Unfortunately, most people sweat it out for years before truly coming to terms with their debt. The misery of the sweatbox is an increasingly common American experience.
“Long strugglers” are denoted as those who endure the sweatbox for two years or longer. Shockingly, around 30% of people wait five years or longer to file for bankruptcy.
It’s imperative to know that the longer people linger in the sweatbox, the worst their overall financial situation becomes. For example:
- Long strugglers have 50% of the median assets compared with other debtors, or those who didn’t wait two or more years to file bankruptcy.
- The median debt-to-income ratio of long strugglers is over 40% higher than other debtors.
- Around half of long strugglers face debt collection lawsuits.
The stigma against filing and dedication to paying debts are part of what keep people from filing bankruptcy. Having said that, bankruptcy law gives the honest but unfortunate debtor a fresh and new start. This is important to understand.
When to consider bankruptcy
Many people who are in danger of filing for bankruptcy note that they wish they had reached out for help sooner.

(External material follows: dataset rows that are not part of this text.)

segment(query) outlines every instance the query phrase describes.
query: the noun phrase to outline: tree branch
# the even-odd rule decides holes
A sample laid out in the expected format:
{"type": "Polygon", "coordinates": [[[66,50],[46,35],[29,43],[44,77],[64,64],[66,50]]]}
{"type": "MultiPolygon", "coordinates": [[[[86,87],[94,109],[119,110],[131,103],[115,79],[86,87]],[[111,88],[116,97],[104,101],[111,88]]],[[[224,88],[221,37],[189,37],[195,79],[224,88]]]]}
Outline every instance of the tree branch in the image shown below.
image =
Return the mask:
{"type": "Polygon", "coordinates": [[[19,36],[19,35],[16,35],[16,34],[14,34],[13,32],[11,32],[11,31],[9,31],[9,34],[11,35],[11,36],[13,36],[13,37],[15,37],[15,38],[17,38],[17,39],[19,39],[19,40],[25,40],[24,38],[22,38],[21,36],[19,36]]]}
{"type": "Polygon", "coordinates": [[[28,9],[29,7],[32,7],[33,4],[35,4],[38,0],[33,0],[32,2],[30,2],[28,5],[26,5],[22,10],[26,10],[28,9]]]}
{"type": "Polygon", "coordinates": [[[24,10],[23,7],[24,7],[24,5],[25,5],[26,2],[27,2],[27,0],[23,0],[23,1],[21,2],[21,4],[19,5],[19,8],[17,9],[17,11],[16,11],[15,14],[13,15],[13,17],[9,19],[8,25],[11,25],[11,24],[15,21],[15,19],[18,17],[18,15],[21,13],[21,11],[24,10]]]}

You should reach out to a credit counseling agency as soon as you begin to feel stress.
Let’s take a look at some factors that can help you determine if bankruptcy is right for you:
- Your debts are more than 40% of your income
- You’re using debt to pay for other debts
- Your debts are ones that could be wiped out in bankruptcy
- You’re forgoing core life essentials
As you might know, the two most common forms of consumer bankruptcy are Chapter 7 and Chapter 13. Which is best for you depends on your specific financial situation. Speak with a bankruptcy lawyer and nonprofit credit counselor if you are considering filing. If you do file for bankruptcy, however, it is certainly not the end of your financial life. To the contrary, it’s a way to generate a fresh start.